Troubles legacy: Derry rally for Sean Brown and Patsy Kelly

Sean Brown
Members of Sean Brown's family at the rally at Free Derry Corner

The family of a murdered GAA official have told hundreds of people at a rally in Londonderry that the police "must release material soon so we can have a proper inquest".

Sean Brown was abducted by the Loyalist Volunteer Force (LVF) when he was locking the gates of Bellaghy GAA club in County Londonderry.

He was shot near Randalstown in 1997.

The inquest into the 61-year-old's death opened in March 2023 and was due to resume in January 2024.

It has been delayed over the disclosure of police material.

The rally at Free Derry Corner, organised by members of the GAA community and the Pat Finucane Centre, was aimed at supporting Mr Brown's family as well as the family of Patsy Kelly.
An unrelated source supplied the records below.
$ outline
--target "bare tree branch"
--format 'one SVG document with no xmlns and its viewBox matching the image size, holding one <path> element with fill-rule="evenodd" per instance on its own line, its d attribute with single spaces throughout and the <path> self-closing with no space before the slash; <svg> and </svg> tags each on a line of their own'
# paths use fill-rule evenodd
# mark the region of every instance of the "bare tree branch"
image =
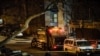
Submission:
<svg viewBox="0 0 100 56">
<path fill-rule="evenodd" d="M 41 15 L 45 14 L 45 12 L 30 16 L 26 21 L 24 26 L 22 27 L 21 30 L 15 32 L 11 37 L 7 37 L 6 39 L 4 39 L 2 42 L 0 42 L 0 47 L 3 46 L 4 44 L 6 44 L 7 42 L 9 42 L 12 38 L 16 37 L 19 33 L 25 31 L 28 27 L 29 27 L 29 23 L 32 19 L 35 19 L 36 17 L 39 17 Z"/>
</svg>

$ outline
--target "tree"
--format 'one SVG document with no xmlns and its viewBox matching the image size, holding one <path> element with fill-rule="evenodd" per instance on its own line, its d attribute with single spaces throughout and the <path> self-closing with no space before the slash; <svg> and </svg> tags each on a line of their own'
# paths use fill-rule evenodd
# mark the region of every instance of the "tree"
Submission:
<svg viewBox="0 0 100 56">
<path fill-rule="evenodd" d="M 24 26 L 21 28 L 21 30 L 16 31 L 11 37 L 7 37 L 6 39 L 4 39 L 2 42 L 0 42 L 0 47 L 3 46 L 4 44 L 6 44 L 7 42 L 9 42 L 12 38 L 16 37 L 19 33 L 25 31 L 28 27 L 29 27 L 29 23 L 32 19 L 39 17 L 41 15 L 45 14 L 44 12 L 38 13 L 36 15 L 32 15 L 30 16 L 26 21 Z"/>
</svg>

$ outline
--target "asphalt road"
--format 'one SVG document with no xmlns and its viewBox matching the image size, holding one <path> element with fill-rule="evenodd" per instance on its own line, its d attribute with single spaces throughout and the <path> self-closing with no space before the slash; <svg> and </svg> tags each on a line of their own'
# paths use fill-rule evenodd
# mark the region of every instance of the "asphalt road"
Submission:
<svg viewBox="0 0 100 56">
<path fill-rule="evenodd" d="M 5 46 L 11 50 L 32 54 L 32 56 L 100 56 L 100 52 L 73 55 L 63 51 L 43 51 L 39 48 L 32 48 L 31 40 L 29 39 L 13 39 Z"/>
<path fill-rule="evenodd" d="M 22 52 L 27 52 L 33 56 L 100 56 L 100 53 L 80 53 L 80 54 L 69 54 L 63 51 L 42 51 L 39 48 L 32 48 L 30 43 L 16 43 L 7 44 L 7 48 L 12 50 L 21 50 Z"/>
</svg>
Mr Kelly, who was a nationalist councillor, was shot dead in Trillick, County Tyrone, after being abducted on his way home from work.

No-one has ever been convicted over either killing.

Troubles legacy act deadline

The families of both men have said there are concerns they will be unable to complete inquests before the 1 May deadline set down under the government's Troubles legacy act.

The controversial act, which stops any new Troubles-era court cases or inquests being held, directs that ongoing Troubles-related inquests must be concluded by that date.

The bill, which the government has argued is an attempt to draw a line under the events of the past, also offers a conditional amnesty to those accused of killings during the Troubles.

Mr Kelly's son, also called Patsy, told BBC News NI his family have been told an inquest will not happen before 1 May.

Sean Brown's daughter Siobhan
Sean Brown's daughter, Siobhan, said speaking of her father "never gets any easier"

Both families made speeches and held banners before walking to Celtic Park for a GAA match between Derry and Tyrone.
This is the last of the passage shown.